Amjad Maafi, the tough master of the suburbs
Qualified for the Olympics in Tokyo, Amjed Maafi will represent Tunisia in Greco-Roman wrestling. At 20, he approached summer with a double goal: to get Bac and win a medal at the Olympics.
Amjed Maafi welcomes us home in his home, in the family home, a nice gladiator physique, packed in a t-shirt a little too tight. On the living room table, he spread his medal collection. An incredible harvest that began four years ago. “I got this during my first participation in an African competition. It was in Morocco 2017. I won the silver medal. These were my first fights outside of Tunisia. After that I went to Nigeria where I won a gold medal. ”
He has chained the winners and logically composted his ticket to Tokyo during the qualifying tournament for the Africa-Oceania zone. The Tunisian struggle is going well, nine other warriors in the country has qualified for the Olympics, four women and five men.
Calm and thoughtful, Amjed Maafi has big ambitions for this summer: “It’s clear, I always want to move forward, and why not win an Olympic medal in Tokyo, if God wills, and if it does not happen. Not in Tokyo will it maybe be in Paris 2024. ”He started the fight by wanting to follow in his big brother’s footsteps and started going to the gym in his neighborhood very early.
Many victims to reach the top level
In his modest house in the city of Ettadhamen, a western suburb of Tunis, Najwa, his mother, walks back and forth in the kitchen where the master’s lunch is simmering. “He eats everything, it’s not difficult. Today I made pasta with chicken, explains the little woman whose djellaba sparkles with pearls and rhinestones. “I eat normally, but watch my weight,” explains Amjed Maafi. The scale is the most important accessory in our sport. “The wrestler smiles, because at the moment he manages to keep the line. He has not crossed the fatal barrier of 77 kilos in his class.
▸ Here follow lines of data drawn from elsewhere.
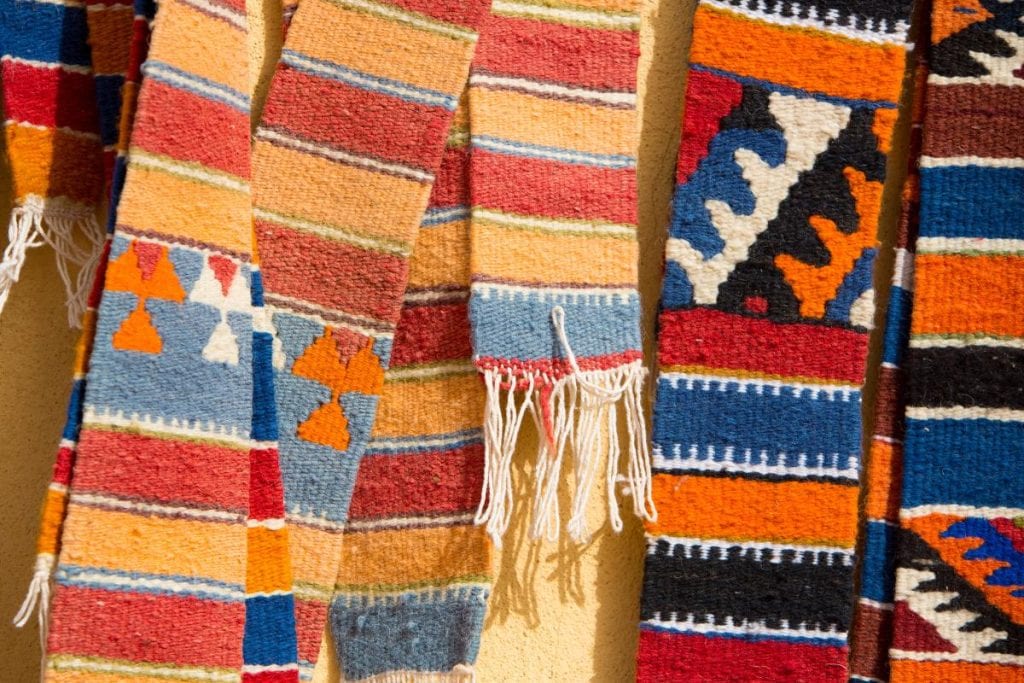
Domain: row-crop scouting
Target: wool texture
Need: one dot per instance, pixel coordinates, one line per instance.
(766, 307)
(958, 611)
(55, 132)
(553, 134)
(881, 493)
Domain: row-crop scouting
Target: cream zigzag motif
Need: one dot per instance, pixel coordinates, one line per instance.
(808, 126)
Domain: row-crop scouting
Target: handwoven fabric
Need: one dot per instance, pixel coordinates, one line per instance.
(56, 496)
(763, 335)
(960, 585)
(54, 132)
(872, 613)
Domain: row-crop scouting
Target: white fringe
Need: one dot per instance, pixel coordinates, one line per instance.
(582, 411)
(54, 222)
(38, 596)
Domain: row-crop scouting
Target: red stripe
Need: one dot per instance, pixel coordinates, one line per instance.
(439, 481)
(709, 98)
(50, 97)
(146, 628)
(331, 273)
(452, 184)
(541, 187)
(221, 142)
(62, 467)
(542, 50)
(360, 122)
(685, 657)
(729, 341)
(163, 470)
(266, 494)
(428, 334)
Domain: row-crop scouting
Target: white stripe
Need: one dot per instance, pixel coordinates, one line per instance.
(960, 511)
(741, 628)
(426, 372)
(903, 270)
(368, 331)
(849, 31)
(168, 585)
(935, 341)
(990, 162)
(178, 79)
(965, 413)
(776, 550)
(977, 657)
(554, 225)
(344, 157)
(623, 20)
(59, 663)
(843, 392)
(333, 232)
(961, 245)
(237, 18)
(139, 158)
(607, 97)
(708, 464)
(154, 508)
(231, 436)
(412, 19)
(52, 66)
(554, 294)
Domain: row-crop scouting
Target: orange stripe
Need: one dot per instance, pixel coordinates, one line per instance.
(906, 670)
(799, 57)
(803, 512)
(955, 294)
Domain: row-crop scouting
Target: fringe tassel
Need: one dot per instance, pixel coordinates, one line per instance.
(38, 600)
(576, 414)
(37, 222)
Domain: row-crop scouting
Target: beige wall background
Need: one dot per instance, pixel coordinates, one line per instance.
(558, 612)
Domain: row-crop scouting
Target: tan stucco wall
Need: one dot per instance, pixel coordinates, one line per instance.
(557, 612)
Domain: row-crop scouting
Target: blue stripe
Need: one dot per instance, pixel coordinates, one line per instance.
(73, 421)
(418, 632)
(879, 561)
(965, 462)
(269, 635)
(797, 92)
(368, 82)
(165, 73)
(44, 32)
(993, 207)
(822, 642)
(732, 414)
(563, 155)
(72, 575)
(519, 327)
(109, 103)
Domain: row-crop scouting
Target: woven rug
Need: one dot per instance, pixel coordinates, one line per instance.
(958, 608)
(767, 303)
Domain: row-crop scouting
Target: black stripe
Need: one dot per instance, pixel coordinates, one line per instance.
(744, 584)
(981, 376)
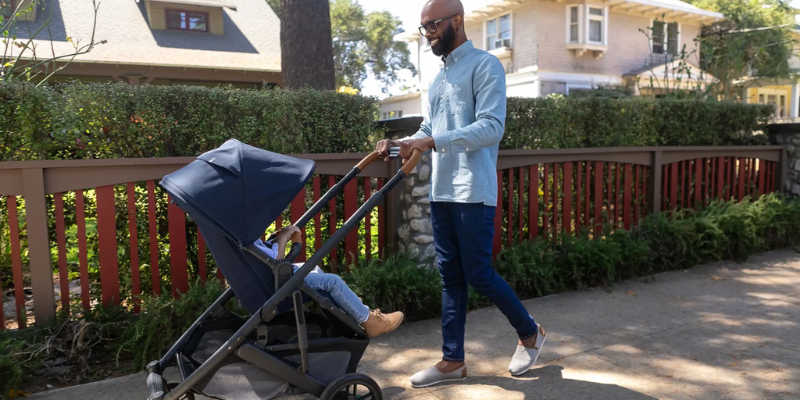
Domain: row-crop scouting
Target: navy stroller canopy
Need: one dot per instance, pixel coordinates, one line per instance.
(238, 189)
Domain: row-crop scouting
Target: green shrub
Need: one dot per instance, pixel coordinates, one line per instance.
(397, 284)
(94, 120)
(577, 122)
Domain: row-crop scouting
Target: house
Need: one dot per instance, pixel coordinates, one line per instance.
(557, 46)
(197, 42)
(783, 94)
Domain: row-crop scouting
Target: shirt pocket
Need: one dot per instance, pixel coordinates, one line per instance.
(454, 95)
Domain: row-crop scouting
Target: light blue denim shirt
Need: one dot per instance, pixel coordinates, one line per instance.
(466, 118)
At home, surrounded by his family, Amjed Maafi allows himself some sprains from the very strict diet to which he is bound: “There are things you can not eat at the gym, e.g. On the weekends I can afford it, there are things I miss. At the end of the week, he finds his family: his mother, his little sister, his big brother and his father.
To reach the top level, he had to make many sacrifices and grow faster than other children. His mother remembers: “When he was still in elementary school, he would go out at 5 pm and go to the training center. In the winter, in the rain, he sometimes came home at 23.00. By tram. He had to make several changes. “But Amjed Maafi has never put the sport above academic success, on the contrary, he managed to unite the two. Before participating in the Olympics in Japan, he passed his Bac in Tunisia.
A great ability to concentrate
A few days before the tests, Achraf Tlili, professor of mathematics, gave him his last support lessons in June. “Amjed’s peculiarity is that he has a great ability to concentrate, more than anyone else. The other students, and he knows the discipline. It was this that made him able to excel in his field.” At this point, the teacher is confident, although he admits that “Amjed Maafi still has gaps.” But that is not what stopped him from graduating.The wrestler won once again.
In early July, in Facebook status, he shares his joy at being “adopted”. With his baccalaureate in hand, Amjed Maafi is already looking further and now wants to enroll in the Higher Institute of Sport and Physical Education, INEPS, with one goal: to go to a master’s degree to secure his professional future.
An obligation to succeed for those who grew up in Ettadhamen
A full head and a physique of a Greek statue, Amjed Maafi confirms maxim, a healthy mind in a healthy body. But with Ettadhamen’s children, it’s not just a hacked saying, he knows he has a duty to succeed. The city has 84,000 inhabitants. This former district of Tunis, marginalized and densely populated, consists of informal settlements that have been gradually integrated into urban areas. In the city, public services have never been able to catch up and the infrastructure is failing. The area has one of the highest poverty rates in Greater Tunis, according to the National Institute of Statistics (INS), even though it is the richest region in the country.
The social divide is enormous, driven by stereotypes and “poverty phobia” that tend to present Ettadhamen as a beheading. “What makes me angry is that the city has given many champions to Tunisia and we only talk about what is wrong,” condemns Amjed Maafi. It damages the image of this neighborhood. It’s okay to point fingers at problems, but you also need to talk about positive things. I would like to say that in Ettadhamen there is everything, many fantastic athletes, artists and young people who want to study and work. “
Amjed Maafi will therefore be able to celebrate his Bac in Tokyo, on the podium, with his country’s national anthem in the background, it would be grandiose.